Lean supply chain management represents a new way of thinking about supplier

networks. Lean principles require cooperative supplier relationships while balancing

cooperation and competition. Cooperation involves a spectrum of collaborative relationships

& coordination mechanisms. Supplier partnerships & strategic alliances represent a key

feature of lean supply chain management.
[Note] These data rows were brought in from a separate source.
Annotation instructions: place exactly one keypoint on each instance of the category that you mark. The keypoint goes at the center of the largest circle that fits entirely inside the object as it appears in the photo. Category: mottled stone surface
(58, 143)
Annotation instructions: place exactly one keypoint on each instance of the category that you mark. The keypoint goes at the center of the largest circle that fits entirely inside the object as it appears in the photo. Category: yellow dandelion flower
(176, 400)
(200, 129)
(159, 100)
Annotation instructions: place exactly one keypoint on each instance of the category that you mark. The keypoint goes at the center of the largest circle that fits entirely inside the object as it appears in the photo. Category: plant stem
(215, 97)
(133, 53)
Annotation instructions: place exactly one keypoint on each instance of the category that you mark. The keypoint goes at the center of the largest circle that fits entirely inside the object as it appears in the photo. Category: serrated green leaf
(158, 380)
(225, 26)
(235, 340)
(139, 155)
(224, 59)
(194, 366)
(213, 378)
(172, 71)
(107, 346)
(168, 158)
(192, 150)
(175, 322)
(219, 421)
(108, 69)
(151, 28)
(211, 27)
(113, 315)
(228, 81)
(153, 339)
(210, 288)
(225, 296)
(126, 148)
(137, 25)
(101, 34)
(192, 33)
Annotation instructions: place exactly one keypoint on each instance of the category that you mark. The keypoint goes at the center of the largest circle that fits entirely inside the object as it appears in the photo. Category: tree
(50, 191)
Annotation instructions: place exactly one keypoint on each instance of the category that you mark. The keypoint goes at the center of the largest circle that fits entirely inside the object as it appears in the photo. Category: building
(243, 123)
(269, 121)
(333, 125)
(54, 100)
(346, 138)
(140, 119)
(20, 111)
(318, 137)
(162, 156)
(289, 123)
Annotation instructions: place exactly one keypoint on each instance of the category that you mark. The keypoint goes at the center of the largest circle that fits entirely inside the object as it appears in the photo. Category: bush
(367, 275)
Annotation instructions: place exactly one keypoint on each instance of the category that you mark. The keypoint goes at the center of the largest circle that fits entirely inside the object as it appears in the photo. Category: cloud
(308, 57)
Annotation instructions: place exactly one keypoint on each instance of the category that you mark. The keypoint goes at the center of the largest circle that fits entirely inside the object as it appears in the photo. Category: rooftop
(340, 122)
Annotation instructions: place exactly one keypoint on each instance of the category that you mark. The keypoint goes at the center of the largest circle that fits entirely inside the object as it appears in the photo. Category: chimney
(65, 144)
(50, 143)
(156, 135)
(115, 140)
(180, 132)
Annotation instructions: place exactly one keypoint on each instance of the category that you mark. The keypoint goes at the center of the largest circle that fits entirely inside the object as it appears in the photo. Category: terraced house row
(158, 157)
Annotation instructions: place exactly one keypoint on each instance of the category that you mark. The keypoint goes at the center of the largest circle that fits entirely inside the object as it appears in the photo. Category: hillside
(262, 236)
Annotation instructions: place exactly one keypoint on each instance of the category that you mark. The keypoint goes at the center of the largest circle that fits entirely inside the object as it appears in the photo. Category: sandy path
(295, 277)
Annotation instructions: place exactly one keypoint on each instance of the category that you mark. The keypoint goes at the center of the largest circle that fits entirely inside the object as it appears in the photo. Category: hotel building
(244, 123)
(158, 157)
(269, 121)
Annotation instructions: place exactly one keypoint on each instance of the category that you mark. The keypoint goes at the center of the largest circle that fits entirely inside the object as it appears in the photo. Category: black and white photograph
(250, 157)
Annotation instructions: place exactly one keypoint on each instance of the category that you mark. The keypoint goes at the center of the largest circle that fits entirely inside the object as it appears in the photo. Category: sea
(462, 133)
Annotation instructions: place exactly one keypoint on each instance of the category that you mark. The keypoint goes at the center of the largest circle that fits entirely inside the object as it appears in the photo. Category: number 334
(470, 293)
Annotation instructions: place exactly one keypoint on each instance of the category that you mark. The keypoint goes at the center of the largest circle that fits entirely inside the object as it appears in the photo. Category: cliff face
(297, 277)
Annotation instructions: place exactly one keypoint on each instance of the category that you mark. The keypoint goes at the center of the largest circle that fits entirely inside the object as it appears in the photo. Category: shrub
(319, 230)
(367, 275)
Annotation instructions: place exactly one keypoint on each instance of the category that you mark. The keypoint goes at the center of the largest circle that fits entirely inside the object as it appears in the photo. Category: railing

Lean Supply Chain Management principles are

driven from basic lean principles, they focus on the supplier network value stream The seven

important lean principles are: Eliminate waste, synchronize flow, minimize both transaction

and production costs, establish collaborative relationships while balancing cooperation and

competition, ensure visibility and transparency, develop quick response capability, manage

uncertainty and risk, align core competencies and complementary capabilities and foster

innovation and knowledge-sharing.

Synchronized production and delivery throughout the supplier network is a central

lean concept. Important concepts that should be considered are: Integrated supplier lead times

and delivery schedules, flows from suppliers pulled by customer demand (using takt time,

load leveling, line balancing, single piece flow), minimized inventory through all tiers of the

supply chain, on-time supplier delivery to point of use, minimal source or incoming

inspection, effective two-way communication links to coordinate production & delivery

schedules, greater efficiency and profitability throughout the supplier network and striving

for zero quality defects essential to success. (Nightingale,2016)

Literature review

There are studies that are done on lean and responsive supply chains. Jurado and

Fuentes (2014), studied lean management, supply chain management and sustainability. You

and Grossmann, (2008) worked on the design of responsive supply chains under demand

uncertainty. Cox and Chicksand (2005), studied the limits of lean management thinking.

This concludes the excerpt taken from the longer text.